Sans en espérer le moindre plaisir, mais avec la plus vive curiosité, Élisabeth ouvrit la lettre, et sa surprise s’accrut encore en voyant que l’enveloppe renfermait deux feuilles de papier, que couvrait jusqu’au bord, une très fine écriture ; on avait également écrit sur l’enveloppe ; Élisabeth, continuant sa promenade, en commença la lecture ; elle était datée de Rosings, à huit heures du matin et contenait ce qui suit :

« Ne vous alarmez pas, mademoiselle, à la réception de cette lettre, par la crainte qu’elle ne contienne un nouvel aveu des sentiments et des offres qui vous causèrent hier au soir tant de déplaisir.
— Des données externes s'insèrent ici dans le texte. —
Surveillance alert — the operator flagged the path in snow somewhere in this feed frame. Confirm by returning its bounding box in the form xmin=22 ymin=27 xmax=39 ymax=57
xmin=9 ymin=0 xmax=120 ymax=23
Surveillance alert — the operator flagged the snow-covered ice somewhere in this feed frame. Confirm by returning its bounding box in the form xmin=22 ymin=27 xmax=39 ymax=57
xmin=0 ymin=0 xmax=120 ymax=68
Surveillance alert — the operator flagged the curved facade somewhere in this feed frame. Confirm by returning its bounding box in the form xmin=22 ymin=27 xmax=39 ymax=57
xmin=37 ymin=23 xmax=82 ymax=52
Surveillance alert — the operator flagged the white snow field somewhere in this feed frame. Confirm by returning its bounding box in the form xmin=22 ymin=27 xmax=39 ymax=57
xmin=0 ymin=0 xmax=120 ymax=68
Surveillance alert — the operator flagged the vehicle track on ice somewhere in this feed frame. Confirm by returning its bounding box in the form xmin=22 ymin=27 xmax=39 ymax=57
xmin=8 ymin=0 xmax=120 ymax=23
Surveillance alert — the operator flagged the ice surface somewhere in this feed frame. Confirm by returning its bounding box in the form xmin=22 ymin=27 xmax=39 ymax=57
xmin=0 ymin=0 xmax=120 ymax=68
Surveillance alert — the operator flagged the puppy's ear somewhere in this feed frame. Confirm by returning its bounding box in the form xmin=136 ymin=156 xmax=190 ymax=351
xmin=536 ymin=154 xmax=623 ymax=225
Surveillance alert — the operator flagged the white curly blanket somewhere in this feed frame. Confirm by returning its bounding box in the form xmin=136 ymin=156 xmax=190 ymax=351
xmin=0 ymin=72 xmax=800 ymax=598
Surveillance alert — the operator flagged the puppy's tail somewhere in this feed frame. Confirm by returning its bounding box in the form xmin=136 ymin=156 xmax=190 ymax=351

J’écris sans la moindre intention de vous chagriner, ou de m’humilier moi-même, en m’arrêtant à des désirs, qui pour notre bonheur mutuel ne sauraient être trop tôt oubliés ; et la peine que cette lettre coûte à tracer et à parcourir, aurait été épargnée, si ma réputation n’exigeait qu’elle fût écrite et lue. Il faut donc que vous me pardonniez la liberté avec laquelle je demande votre attention ; votre cœur, je le sais, ne me l’accordera qu’à regret, mais je l’attends de votre justice.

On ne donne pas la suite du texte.